De Staat van de Stad 2024-2025: sinds 2000 groeide de bevolking met 28 procent
In dit artikel:
Onderzoek en Statistiek (O&S) publiceert op 29 september de dertiende editie van De Staat van de Stad, het jaarlijkse brede onderzoek naar de leefsituatie van Amsterdammers. Enkele opvallende feiten: sinds 2000 is de bevolking met circa 28% gegroeid, nu ongeveer 935.000 inwoners, met een prognose van ongeveer 1,1 miljoen in 2055 en ruim 117.000 extra woningen. De groei in 2024 viel terug tot 2.600 mensen (tegenover een gemiddelde van 10.000 per jaar sinds 2008), onder andere door minder buitenlandse instroom en meer vertrek naar het buitenland. Van de huidige bevolking werd 38% buiten Nederland geboren; het aandeel in de stad geboren inwoners daalde van 45% (2000) naar 35% (2025).
Woningmarkt: de voorraad nam in 2024 toe tot circa 487.000 woningen (ongeveer 30% koop, 47% sociale huur, 24% vrije sector). Koopwoningen zijn duur: de prijs stabiliseerde rond €618.000, ruim boven het landelijke gemiddelde. De kloof tussen huiseigenaren en huurders is de afgelopen tien jaar duidelijk groter geworden. Terwijl in de vrije sector het aanbod hoger is dan de vraag, blijft de schaarste in de sociale huursector nijpend.
Welzijn en gezondheid: het algemeen welzijn herstelt geleidelijk na corona; deelname aan vrijetijdsbesteding neemt toe, maar gezondheid blijft een zorgpunt. Twee derde van de volwassen Amsterdammers noemt zichzelf gelukkig; het gemiddelde rapportcijfer voor levenstevredenheid blijft rond 7,2. Vertrouwen in de toekomst heeft ongeveer 60% van de volwassenen. Regionale verschillen worden groter: Zuidoost, Nieuw-West en Noord lopen achter, met name sommige buurten in Noord-West en delen van Zuidoost.
Economie en arbeid: de Amsterdamse economie groeit sneller dan het landelijk gemiddelde, gedreven door ICT en zakelijke diensten. Voornaamste werkgevers zijn advies/onderzoek, zorg, ICT, detailhandel en horeca. Arbeidsparticipatie is historisch hoog (73%); Amsterdammers werken vaker fulltime en 22% is zelfstandige. Het aandeel vaste contracten stijgt maar blijft lager dan landelijk (48% vs 56%).
Duurzaamheid en mobiliteit: van de hernieuwbare stroomopwekking in 2024 kwam 60% van zon en 40% van wind, maar samen dekken ze slechts 7% van het totale elektriciteitsgebruik. Mobiliteit keert terug naar pre-coronaniveau (gemiddeld 2,5 verplaatsingen per dag); de fiets blijft dominant, met een toename van elektrische fietsen. Tegelijkertijd nam het aantal verkeersongevallen met letsel in 2024 toe, vooral onder fietsers.

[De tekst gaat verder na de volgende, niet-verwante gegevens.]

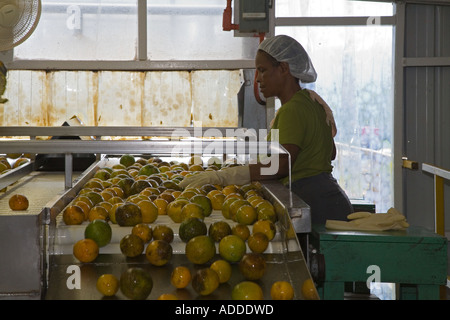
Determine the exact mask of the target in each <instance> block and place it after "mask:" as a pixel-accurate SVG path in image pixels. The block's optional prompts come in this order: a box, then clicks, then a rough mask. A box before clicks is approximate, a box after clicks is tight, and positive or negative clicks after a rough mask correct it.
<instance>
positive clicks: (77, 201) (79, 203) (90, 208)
mask: <svg viewBox="0 0 450 320" xmlns="http://www.w3.org/2000/svg"><path fill="white" fill-rule="evenodd" d="M73 204H74V205H76V206H79V207H80V208H81V209H82V210H83V213H84V220H87V219H88V218H89V211H90V210H91V207H90V206H89V205H88V204H87V203H86V202H85V201H81V200H76V201H74V202H73Z"/></svg>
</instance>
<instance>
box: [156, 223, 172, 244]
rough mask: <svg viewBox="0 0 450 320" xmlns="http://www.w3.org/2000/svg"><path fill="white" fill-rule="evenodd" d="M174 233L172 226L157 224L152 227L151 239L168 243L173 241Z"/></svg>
mask: <svg viewBox="0 0 450 320" xmlns="http://www.w3.org/2000/svg"><path fill="white" fill-rule="evenodd" d="M173 238H174V234H173V230H172V228H170V227H169V226H167V225H164V224H157V225H156V226H154V227H153V239H154V240H164V241H166V242H168V243H171V242H172V241H173Z"/></svg>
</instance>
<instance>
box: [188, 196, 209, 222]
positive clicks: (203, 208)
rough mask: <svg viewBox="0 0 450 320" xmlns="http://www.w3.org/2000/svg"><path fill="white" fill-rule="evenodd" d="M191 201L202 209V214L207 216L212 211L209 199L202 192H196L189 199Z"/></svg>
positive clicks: (208, 216)
mask: <svg viewBox="0 0 450 320" xmlns="http://www.w3.org/2000/svg"><path fill="white" fill-rule="evenodd" d="M189 201H190V202H191V203H196V204H198V205H199V206H200V207H202V209H203V216H205V217H209V216H210V215H211V213H212V204H211V200H210V199H209V198H208V197H207V196H205V195H204V194H196V195H195V196H193V197H191V198H190V199H189Z"/></svg>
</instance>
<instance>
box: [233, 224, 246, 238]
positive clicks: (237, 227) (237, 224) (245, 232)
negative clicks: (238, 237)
mask: <svg viewBox="0 0 450 320" xmlns="http://www.w3.org/2000/svg"><path fill="white" fill-rule="evenodd" d="M231 234H234V235H236V236H238V237H239V238H241V239H242V240H244V241H247V239H248V237H249V236H250V229H249V228H248V227H247V225H245V224H237V225H235V226H233V228H231Z"/></svg>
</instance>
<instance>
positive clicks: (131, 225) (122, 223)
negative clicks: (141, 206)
mask: <svg viewBox="0 0 450 320" xmlns="http://www.w3.org/2000/svg"><path fill="white" fill-rule="evenodd" d="M115 218H116V221H117V224H118V225H119V226H128V227H132V226H134V225H136V224H138V223H142V213H141V208H139V206H138V205H137V204H135V203H132V202H125V203H123V204H122V205H120V206H118V207H117V209H116V212H115Z"/></svg>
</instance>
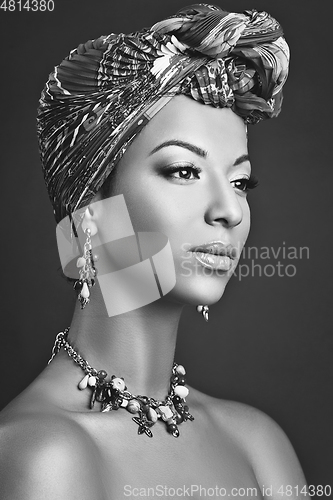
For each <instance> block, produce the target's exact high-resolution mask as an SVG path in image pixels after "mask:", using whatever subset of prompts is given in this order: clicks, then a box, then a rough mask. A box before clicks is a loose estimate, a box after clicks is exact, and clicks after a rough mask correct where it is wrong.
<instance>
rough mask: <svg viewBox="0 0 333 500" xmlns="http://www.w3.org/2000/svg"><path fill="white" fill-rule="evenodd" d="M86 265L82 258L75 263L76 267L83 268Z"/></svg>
mask: <svg viewBox="0 0 333 500" xmlns="http://www.w3.org/2000/svg"><path fill="white" fill-rule="evenodd" d="M85 263H86V259H85V258H84V257H79V258H78V259H77V261H76V267H83V266H84V265H85Z"/></svg>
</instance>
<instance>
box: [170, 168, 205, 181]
mask: <svg viewBox="0 0 333 500" xmlns="http://www.w3.org/2000/svg"><path fill="white" fill-rule="evenodd" d="M200 172H201V170H200V169H197V168H195V167H171V168H168V169H167V174H166V176H167V177H168V178H171V179H178V180H183V181H192V180H194V179H200V177H199V173H200Z"/></svg>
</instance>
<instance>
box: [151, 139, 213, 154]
mask: <svg viewBox="0 0 333 500" xmlns="http://www.w3.org/2000/svg"><path fill="white" fill-rule="evenodd" d="M167 146H179V147H181V148H185V149H188V150H189V151H192V153H195V154H196V155H198V156H201V158H206V157H207V154H208V153H207V151H205V150H204V149H201V148H199V147H198V146H195V145H194V144H191V143H190V142H186V141H179V140H178V139H170V140H169V141H165V142H162V144H159V145H158V146H156V148H154V149H153V150H152V151H151V152H150V153H149V156H150V155H152V154H154V153H156V152H157V151H159V150H160V149H162V148H165V147H167Z"/></svg>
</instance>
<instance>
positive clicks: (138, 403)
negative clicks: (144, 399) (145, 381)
mask: <svg viewBox="0 0 333 500" xmlns="http://www.w3.org/2000/svg"><path fill="white" fill-rule="evenodd" d="M140 408H141V406H140V403H139V401H136V399H131V400H130V401H129V403H128V405H127V410H128V411H129V412H131V413H138V411H140Z"/></svg>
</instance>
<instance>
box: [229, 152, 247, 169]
mask: <svg viewBox="0 0 333 500" xmlns="http://www.w3.org/2000/svg"><path fill="white" fill-rule="evenodd" d="M245 161H250V156H249V155H248V154H245V155H242V156H240V157H239V158H237V160H235V162H234V164H233V167H237V165H240V164H241V163H244V162H245ZM250 163H251V162H250Z"/></svg>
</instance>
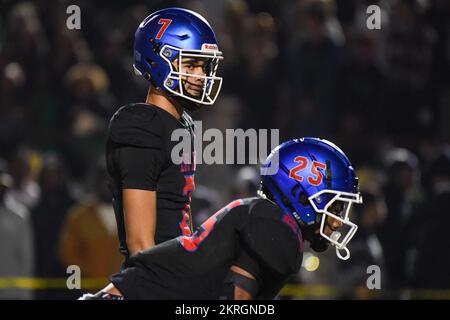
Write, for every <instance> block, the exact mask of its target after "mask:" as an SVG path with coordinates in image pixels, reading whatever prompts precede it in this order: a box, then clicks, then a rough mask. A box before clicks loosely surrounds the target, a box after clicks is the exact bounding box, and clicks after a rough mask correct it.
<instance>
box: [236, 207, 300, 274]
mask: <svg viewBox="0 0 450 320" xmlns="http://www.w3.org/2000/svg"><path fill="white" fill-rule="evenodd" d="M240 237H241V239H242V245H243V247H244V248H245V250H246V251H247V253H248V255H249V256H250V257H252V258H253V259H255V260H256V261H257V262H258V263H259V264H260V267H262V268H264V269H268V270H270V271H271V272H275V273H276V274H278V275H282V276H285V275H286V276H287V275H291V274H294V273H296V272H298V271H299V269H300V266H301V262H302V258H303V254H302V243H301V239H299V238H298V235H297V234H296V233H295V232H294V231H293V230H292V229H291V227H290V226H289V225H288V224H287V223H285V222H284V221H283V214H282V213H280V212H279V209H278V208H277V207H275V206H273V205H271V204H267V203H266V201H261V202H259V203H257V204H255V205H254V206H253V207H252V208H251V209H250V213H249V217H248V220H247V222H246V223H245V224H244V225H243V227H242V229H241V232H240ZM249 272H250V271H249Z"/></svg>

Gezondheidsverschillen zijn groot: de gezonde levensverwachting bij geboorte is 63,6 jaar, ruim drie jaar onder het landelijk niveau; in arme wijken loopt het verschil in gezonde jaren op tot circa 13 jaar. Mentale gezondheid vraagt aandacht: 12% heeft risico op angst of depressie en sterke eenzaamheid is hoger dan gemiddeld (18%).
Sociaal en maatschappelijk: onderwijs kampt met een krimp van leerlingaantallen en een teacher shortage; segregatie neemt toe doordat ouders hoger opgeleid zijn. Financieel gezien heeft Amsterdam zowel relatief veel lage (17%) als hoge inkomens (15%); inkomensongelijkheid is groot. Een derde van de bewoners heeft moeite rond te komen, en ongeveer 70.000 huishoudens (16%) zijn minimahuishoudens. Cultureel en digitaal is bijna iedereen verbonden: internettoegang en socialmediagebruik liggen rond de 95%.
Veiligheid en leefbaarheid: bewoners geven hun buurt gemiddeld een 7,5, met grote verschillen tussen stadsdelen. De criminaliteitsindex daalde, maar zorgen over drugscriminaliteit en overlast door verwarde personen blijven in bepaalde wijken prevalent. Conclusie van het rapport: brede welvaart is sterk op gebied van werk, inkomen en voorzieningen, maar milieu, gezondheid en veiligheid vormen belangrijke uitdagingen; de stad beschikt over veel menselijk kapitaal, terwijl natuurlijk kapitaal en duurzame energie beperkt blijven.